Every change to Canadian law, in plain English: daily diffs of nearly 9,000 Ontario and federal regulations and statutes, with AI summaries that are never allowed to invent a fact.

Next.js · Anthropic API · Vercel Blob + Cron · Resend · Justice Canada XML · BC CiviX API

Enacted.Every change to Canadian law

This week · 9 sectors

FEDERAL · SOR/2026-12+96 / −24
Immigration and Refugee Protection Regulations amended
ONTARIO · O. Reg. 176/26+34 / −0
Work with local police services
BC · B.C. Reg. 43/2026+18 / −5
Business Corporations Regulation
Read the exact diffcitations never AI-authored
Why it has to be right

Legal change is a domain where being wrong is expensive, so the parts that must be right are never left to a model.

What it is

Enacted watches Canadian law change. Ontario alone files roughly 500 regulations a year and continuously amends its statutes; the federal government consolidates its corpus every week or two. All of it publishes as legal text that almost nobody operational reads, so businesses usually find out about a rule change from their lawyer, an association memo months later, or a fine. Enacted checks every consolidated Ontario regulation and statute daily and git-diffs the entire federal corpus on every Justice Canada update, computes the exact textual difference when anything changes, and publishes a plain-English explanation of what changed and who it affects, every item linked to the official source.

The architecture position

This is the pattern I build professionally, applied as a public good: deterministic where it matters, AI at the edges. A change event starts as a fact from the official index, the diff between two consolidated versions is computed code, and only then does a model get involved, summarizing the computed diff and nothing else. A citation gate checks every summary before publish: if the model introduces a regulation citation or a date that is not present in its input, the summary is rejected and the page renders the raw diff instead. On launch day the gate caught exactly one fabricated-citation attempt out of 120 summaries. That one rejection is the whole argument for the architecture.

What I built

A pipeline that polls e-Laws daily through its JSON API at a respectful crawl rate, reconciles version histories, normalizes Word-exported legal HTML into diffable text, and computes unified diffs with section detection. A static site with permanent change pages, weekly digests grouped into thirteen industry sectors, and a methodology page that states plainly what the system can and cannot catch. A weekly email digest with double opt-in and sector-level summaries. The whole product runs on pocket change: under ten dollars a month of model spend at steady state.
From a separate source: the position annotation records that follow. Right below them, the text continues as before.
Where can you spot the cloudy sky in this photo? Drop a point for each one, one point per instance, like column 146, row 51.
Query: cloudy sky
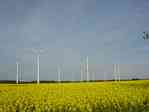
column 107, row 31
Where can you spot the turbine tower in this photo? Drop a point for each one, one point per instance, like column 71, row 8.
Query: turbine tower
column 17, row 76
column 118, row 70
column 87, row 72
column 59, row 74
column 115, row 71
column 81, row 71
column 38, row 52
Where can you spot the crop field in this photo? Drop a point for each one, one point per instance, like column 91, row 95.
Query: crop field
column 124, row 96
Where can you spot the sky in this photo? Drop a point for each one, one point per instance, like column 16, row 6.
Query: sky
column 106, row 31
What broke and what I learned

The official bulk dataset for Ontario regulations turned out not to exist, the data portal entry is marked cabinet-confidential. The path in was reading the e-Laws web app's own network traffic and finding the undocumented JSON API underneath, then verifying every endpoint by hand before writing the spec. The other lesson was about big documents: the Building Code is hundreds of pages, and a naive diff-and-summarize pipeline chokes on it. The system now degrades honestly, publishing diff statistics and section headlines instead of pretending to a summary it cannot ground.

A detail I like

For federal law, change detection is literally version control. Justice Canada publishes its consolidated corpus as an XML repository, so Enacted compares file trees between official updates. A change cannot be silently missed or invented; the source of truth is a commit hash.

Status

Live at enacted.ca, updating daily, digest on Fridays. Ontario and federal today; BC publishes under an equally clean licence and API and is the natural next expansion.